Looking into that hole.
"Hasta la vista, baby." Courtesy of Sundance Institute

Eerily bizarre and deadly serious, John and the Hole is a film with a lot of questions. Notably: What if the kid from Home Alone was kind of a sociopath, a kid who manipulated his circumstances so he didn't have to be around his family?

The answers John and the Hole gives its questions aren't exactly satisfying, but this kid, who keeps doing inexplicably awful things just because he can, is definitely, uh, interesting.

The kid in question is John, played by a quiet yet creepy Charlie Shotwell. The last time audiences would have seen Shotwell was in last year's The Nest as a kid who was in the unfortunate position of having a menacing Jude Law as his father.

Now it's the son who is the source of menace in the family.

The hole in question is actually a partially constructed bunker in the woods near John's home that his parents vaguely suggest could serve as a shelter for a storm. Michael C. Hall and Jennifer Ehle play the parents in question, and both appropriately capture the horrified reactions any parent would have when discovering their son has trapped them in a hole and won't let them out. Their shift from denial to panic—especially when their daughter, played by Taissa Farmiga, realizes what is going on before they do—is deeply upsetting.

That the film's writer Nicolás Giacobone co-wrote, with Alejandro G. Iñárritu, 2014's Birdman is unsurprising, even as it lacks the similar kinetic energy to the dialogue and flow of that story. What it has in common is a sensibility punctuated by persistent dread. A simple scene of John drinking orange juice or eating chicken nuggets becomes tense in context.

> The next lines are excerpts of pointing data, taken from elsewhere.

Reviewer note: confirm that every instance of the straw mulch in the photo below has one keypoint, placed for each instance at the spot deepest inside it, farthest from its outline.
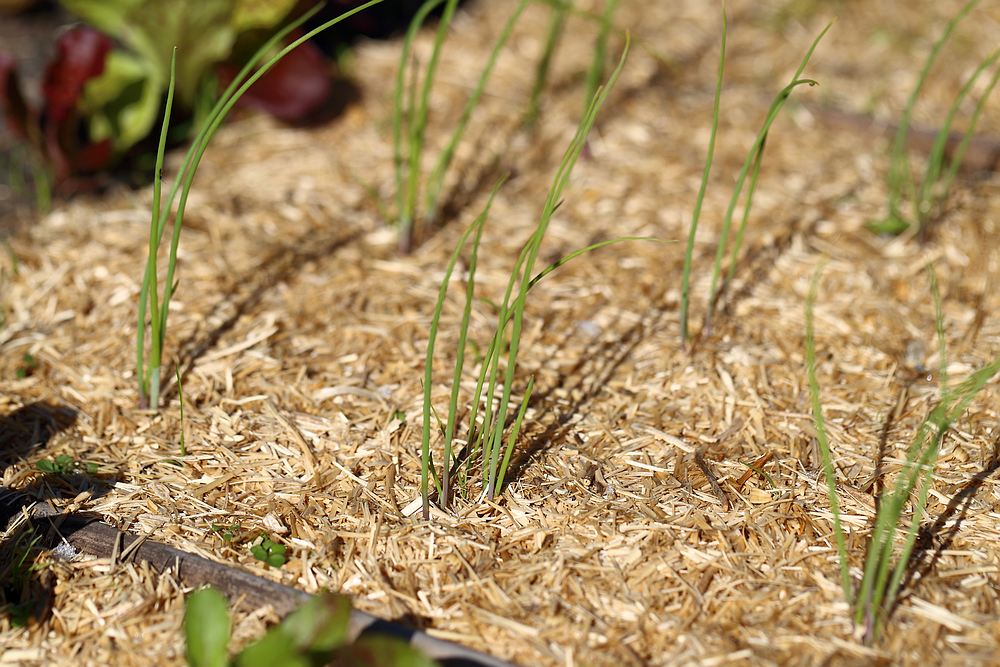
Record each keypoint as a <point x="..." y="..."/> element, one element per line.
<point x="301" y="332"/>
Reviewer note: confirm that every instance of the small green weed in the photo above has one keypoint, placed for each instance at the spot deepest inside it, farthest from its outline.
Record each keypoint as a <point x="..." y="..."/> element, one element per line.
<point x="228" y="532"/>
<point x="268" y="551"/>
<point x="315" y="634"/>
<point x="65" y="464"/>
<point x="15" y="577"/>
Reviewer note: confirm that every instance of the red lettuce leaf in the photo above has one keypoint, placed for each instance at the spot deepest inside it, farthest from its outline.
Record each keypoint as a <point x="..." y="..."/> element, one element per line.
<point x="20" y="118"/>
<point x="293" y="89"/>
<point x="80" y="56"/>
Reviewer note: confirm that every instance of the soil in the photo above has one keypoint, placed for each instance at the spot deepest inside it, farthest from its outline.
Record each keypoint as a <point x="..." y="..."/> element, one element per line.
<point x="629" y="533"/>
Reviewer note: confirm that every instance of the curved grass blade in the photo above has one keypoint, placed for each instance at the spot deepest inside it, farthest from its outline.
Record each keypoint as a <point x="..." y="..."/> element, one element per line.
<point x="899" y="167"/>
<point x="559" y="183"/>
<point x="552" y="38"/>
<point x="436" y="179"/>
<point x="186" y="178"/>
<point x="696" y="214"/>
<point x="823" y="439"/>
<point x="463" y="334"/>
<point x="963" y="146"/>
<point x="149" y="388"/>
<point x="418" y="127"/>
<point x="925" y="199"/>
<point x="400" y="108"/>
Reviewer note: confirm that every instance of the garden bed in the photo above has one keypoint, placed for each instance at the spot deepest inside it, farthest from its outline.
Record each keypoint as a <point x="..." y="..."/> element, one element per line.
<point x="628" y="534"/>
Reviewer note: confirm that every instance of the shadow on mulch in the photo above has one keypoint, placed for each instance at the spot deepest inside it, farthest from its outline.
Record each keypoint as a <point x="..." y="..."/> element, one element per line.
<point x="26" y="590"/>
<point x="925" y="554"/>
<point x="248" y="290"/>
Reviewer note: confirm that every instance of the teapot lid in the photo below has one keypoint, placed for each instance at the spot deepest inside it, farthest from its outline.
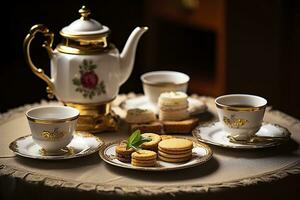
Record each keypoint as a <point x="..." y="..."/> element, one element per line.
<point x="85" y="27"/>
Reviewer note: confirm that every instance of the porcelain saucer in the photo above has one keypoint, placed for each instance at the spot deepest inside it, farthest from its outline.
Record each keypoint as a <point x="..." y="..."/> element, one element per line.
<point x="196" y="106"/>
<point x="268" y="135"/>
<point x="201" y="153"/>
<point x="82" y="144"/>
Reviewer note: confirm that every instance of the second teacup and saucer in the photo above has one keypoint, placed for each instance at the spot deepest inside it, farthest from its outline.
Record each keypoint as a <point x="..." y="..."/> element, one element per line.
<point x="241" y="124"/>
<point x="53" y="135"/>
<point x="157" y="82"/>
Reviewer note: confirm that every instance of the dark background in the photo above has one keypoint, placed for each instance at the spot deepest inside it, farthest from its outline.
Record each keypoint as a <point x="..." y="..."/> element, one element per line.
<point x="259" y="51"/>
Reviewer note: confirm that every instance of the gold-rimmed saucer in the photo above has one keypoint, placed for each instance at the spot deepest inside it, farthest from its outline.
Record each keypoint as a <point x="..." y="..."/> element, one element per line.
<point x="201" y="153"/>
<point x="82" y="144"/>
<point x="269" y="135"/>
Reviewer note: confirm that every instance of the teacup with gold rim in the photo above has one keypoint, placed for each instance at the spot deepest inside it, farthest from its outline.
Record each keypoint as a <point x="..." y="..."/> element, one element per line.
<point x="52" y="127"/>
<point x="241" y="115"/>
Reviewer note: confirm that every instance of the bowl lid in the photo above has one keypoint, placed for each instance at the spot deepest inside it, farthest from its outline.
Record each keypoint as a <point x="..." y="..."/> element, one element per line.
<point x="84" y="27"/>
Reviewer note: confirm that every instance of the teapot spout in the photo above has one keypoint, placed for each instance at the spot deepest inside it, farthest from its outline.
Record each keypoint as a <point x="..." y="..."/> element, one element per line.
<point x="127" y="56"/>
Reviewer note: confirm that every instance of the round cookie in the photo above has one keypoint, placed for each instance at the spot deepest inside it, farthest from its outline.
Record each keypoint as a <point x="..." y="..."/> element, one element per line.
<point x="174" y="152"/>
<point x="123" y="159"/>
<point x="143" y="164"/>
<point x="175" y="144"/>
<point x="144" y="155"/>
<point x="165" y="137"/>
<point x="174" y="160"/>
<point x="143" y="161"/>
<point x="166" y="155"/>
<point x="151" y="145"/>
<point x="122" y="150"/>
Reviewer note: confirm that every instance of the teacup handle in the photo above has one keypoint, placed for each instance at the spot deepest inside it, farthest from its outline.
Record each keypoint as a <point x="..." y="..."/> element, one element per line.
<point x="40" y="28"/>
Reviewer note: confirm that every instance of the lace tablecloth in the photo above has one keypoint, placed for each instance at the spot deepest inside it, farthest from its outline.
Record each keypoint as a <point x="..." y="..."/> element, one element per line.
<point x="228" y="170"/>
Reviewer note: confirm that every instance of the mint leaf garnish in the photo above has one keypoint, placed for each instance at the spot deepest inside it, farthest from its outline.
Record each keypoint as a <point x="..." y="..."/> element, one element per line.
<point x="135" y="140"/>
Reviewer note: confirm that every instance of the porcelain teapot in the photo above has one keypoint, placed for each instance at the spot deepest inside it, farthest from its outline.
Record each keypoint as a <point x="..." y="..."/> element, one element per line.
<point x="85" y="67"/>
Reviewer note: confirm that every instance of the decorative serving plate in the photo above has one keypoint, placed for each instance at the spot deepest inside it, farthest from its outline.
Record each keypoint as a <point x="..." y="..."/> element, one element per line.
<point x="196" y="106"/>
<point x="82" y="144"/>
<point x="201" y="153"/>
<point x="268" y="135"/>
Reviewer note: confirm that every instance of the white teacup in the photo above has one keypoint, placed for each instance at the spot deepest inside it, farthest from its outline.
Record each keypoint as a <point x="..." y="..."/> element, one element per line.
<point x="157" y="82"/>
<point x="52" y="127"/>
<point x="241" y="115"/>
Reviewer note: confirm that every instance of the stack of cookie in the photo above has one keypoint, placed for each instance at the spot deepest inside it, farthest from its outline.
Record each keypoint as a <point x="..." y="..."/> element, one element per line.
<point x="144" y="120"/>
<point x="175" y="150"/>
<point x="153" y="143"/>
<point x="174" y="113"/>
<point x="144" y="158"/>
<point x="173" y="106"/>
<point x="123" y="154"/>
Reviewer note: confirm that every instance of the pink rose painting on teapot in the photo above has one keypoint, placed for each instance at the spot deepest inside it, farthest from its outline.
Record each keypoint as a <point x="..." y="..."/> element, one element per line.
<point x="89" y="83"/>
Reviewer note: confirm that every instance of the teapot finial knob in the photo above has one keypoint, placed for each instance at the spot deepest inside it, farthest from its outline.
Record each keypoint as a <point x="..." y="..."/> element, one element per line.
<point x="84" y="12"/>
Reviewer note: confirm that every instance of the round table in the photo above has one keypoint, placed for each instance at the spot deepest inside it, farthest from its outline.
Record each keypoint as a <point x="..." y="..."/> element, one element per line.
<point x="229" y="174"/>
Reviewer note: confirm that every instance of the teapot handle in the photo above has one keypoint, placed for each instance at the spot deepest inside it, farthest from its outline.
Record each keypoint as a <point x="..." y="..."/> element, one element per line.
<point x="47" y="44"/>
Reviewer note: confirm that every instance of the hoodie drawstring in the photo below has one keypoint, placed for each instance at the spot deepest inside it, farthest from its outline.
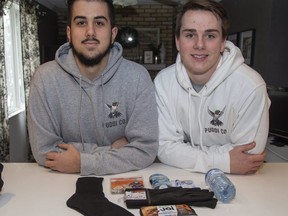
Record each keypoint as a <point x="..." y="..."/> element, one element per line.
<point x="189" y="117"/>
<point x="103" y="107"/>
<point x="79" y="114"/>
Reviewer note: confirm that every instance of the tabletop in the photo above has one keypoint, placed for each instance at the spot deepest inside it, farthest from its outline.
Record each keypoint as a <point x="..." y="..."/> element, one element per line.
<point x="33" y="190"/>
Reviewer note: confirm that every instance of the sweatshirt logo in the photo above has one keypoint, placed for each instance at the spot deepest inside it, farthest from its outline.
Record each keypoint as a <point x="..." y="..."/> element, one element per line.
<point x="216" y="115"/>
<point x="113" y="110"/>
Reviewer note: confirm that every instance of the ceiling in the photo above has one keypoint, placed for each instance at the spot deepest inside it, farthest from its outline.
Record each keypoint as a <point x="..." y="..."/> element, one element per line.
<point x="60" y="4"/>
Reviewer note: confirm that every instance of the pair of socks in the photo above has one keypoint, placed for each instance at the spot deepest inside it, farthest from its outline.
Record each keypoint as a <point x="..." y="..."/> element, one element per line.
<point x="89" y="199"/>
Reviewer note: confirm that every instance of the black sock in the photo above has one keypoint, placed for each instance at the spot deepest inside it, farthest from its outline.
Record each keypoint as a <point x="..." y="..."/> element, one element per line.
<point x="90" y="200"/>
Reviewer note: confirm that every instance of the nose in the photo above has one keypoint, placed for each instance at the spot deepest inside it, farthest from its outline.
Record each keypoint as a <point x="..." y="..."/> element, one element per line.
<point x="90" y="30"/>
<point x="199" y="43"/>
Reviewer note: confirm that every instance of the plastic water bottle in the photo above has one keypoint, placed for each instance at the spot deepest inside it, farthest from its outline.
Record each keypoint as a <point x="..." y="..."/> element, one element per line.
<point x="159" y="181"/>
<point x="224" y="190"/>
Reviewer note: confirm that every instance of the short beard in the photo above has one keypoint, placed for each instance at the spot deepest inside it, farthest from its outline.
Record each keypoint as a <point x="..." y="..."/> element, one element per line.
<point x="89" y="62"/>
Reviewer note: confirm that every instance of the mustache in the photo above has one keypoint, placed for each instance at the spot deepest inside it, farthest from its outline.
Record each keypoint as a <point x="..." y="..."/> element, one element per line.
<point x="91" y="39"/>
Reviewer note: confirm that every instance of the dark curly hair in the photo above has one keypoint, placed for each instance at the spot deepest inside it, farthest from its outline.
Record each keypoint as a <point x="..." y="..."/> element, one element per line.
<point x="111" y="10"/>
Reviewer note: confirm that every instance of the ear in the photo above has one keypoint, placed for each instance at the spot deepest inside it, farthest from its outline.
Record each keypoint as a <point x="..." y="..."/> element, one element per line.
<point x="68" y="32"/>
<point x="114" y="33"/>
<point x="223" y="45"/>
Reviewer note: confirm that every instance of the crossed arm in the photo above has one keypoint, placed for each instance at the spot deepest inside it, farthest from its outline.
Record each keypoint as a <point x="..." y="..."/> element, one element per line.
<point x="68" y="160"/>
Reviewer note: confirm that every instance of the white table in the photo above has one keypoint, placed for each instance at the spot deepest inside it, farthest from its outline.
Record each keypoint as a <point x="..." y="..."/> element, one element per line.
<point x="33" y="190"/>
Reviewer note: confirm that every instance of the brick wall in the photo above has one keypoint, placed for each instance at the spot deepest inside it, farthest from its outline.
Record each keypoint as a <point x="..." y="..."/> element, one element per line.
<point x="149" y="16"/>
<point x="139" y="16"/>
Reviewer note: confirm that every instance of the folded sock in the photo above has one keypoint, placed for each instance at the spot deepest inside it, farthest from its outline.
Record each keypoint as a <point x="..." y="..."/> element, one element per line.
<point x="90" y="200"/>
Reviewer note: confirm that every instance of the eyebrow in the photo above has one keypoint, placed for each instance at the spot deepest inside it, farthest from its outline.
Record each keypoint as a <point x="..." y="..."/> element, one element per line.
<point x="83" y="17"/>
<point x="206" y="31"/>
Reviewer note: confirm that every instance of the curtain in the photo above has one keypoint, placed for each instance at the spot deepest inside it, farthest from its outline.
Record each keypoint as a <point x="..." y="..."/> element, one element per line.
<point x="31" y="60"/>
<point x="4" y="126"/>
<point x="30" y="46"/>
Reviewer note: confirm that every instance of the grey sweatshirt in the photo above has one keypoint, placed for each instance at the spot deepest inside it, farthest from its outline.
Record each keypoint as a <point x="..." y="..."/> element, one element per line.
<point x="65" y="107"/>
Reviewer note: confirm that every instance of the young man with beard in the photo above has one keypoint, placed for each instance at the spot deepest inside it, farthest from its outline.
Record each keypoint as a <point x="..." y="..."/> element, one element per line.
<point x="90" y="110"/>
<point x="213" y="108"/>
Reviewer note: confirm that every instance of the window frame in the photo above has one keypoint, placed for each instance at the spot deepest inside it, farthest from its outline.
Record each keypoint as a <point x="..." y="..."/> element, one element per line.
<point x="13" y="60"/>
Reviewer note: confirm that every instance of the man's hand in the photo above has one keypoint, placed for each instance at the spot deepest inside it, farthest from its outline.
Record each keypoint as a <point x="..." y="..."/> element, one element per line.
<point x="242" y="162"/>
<point x="67" y="161"/>
<point x="119" y="143"/>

The direction by Pascual Sisto, in what is his first feature, is cold and calculated. The color palette is often bleak, with repeated use of shallow-focus compositions. It mimics John as he begins to commit increasingly horrifying acts. John, of course, isn't a criminal mastermind; he's a kid. He doesn't think through his actions, although he lies with such ease it makes the skin crawl.

There are plenty of distractions in the film. Many moments start with a random conversation about a blue balloon between two unknown characters. It feels purposeless, and when it's revealed to be crucial to the story, it's done in a way that undercuts nearly all of the dramatic tension. The film's methodical, measured pace regains its footing, but it's irritating.

Between this and We Need to Talk About Kevin, I think I've been convinced never to have children. You don't know when one of them will trap you in a hole.

You can watch John and the Hole on-demand via Sundance starting Sunday, Jan. 31.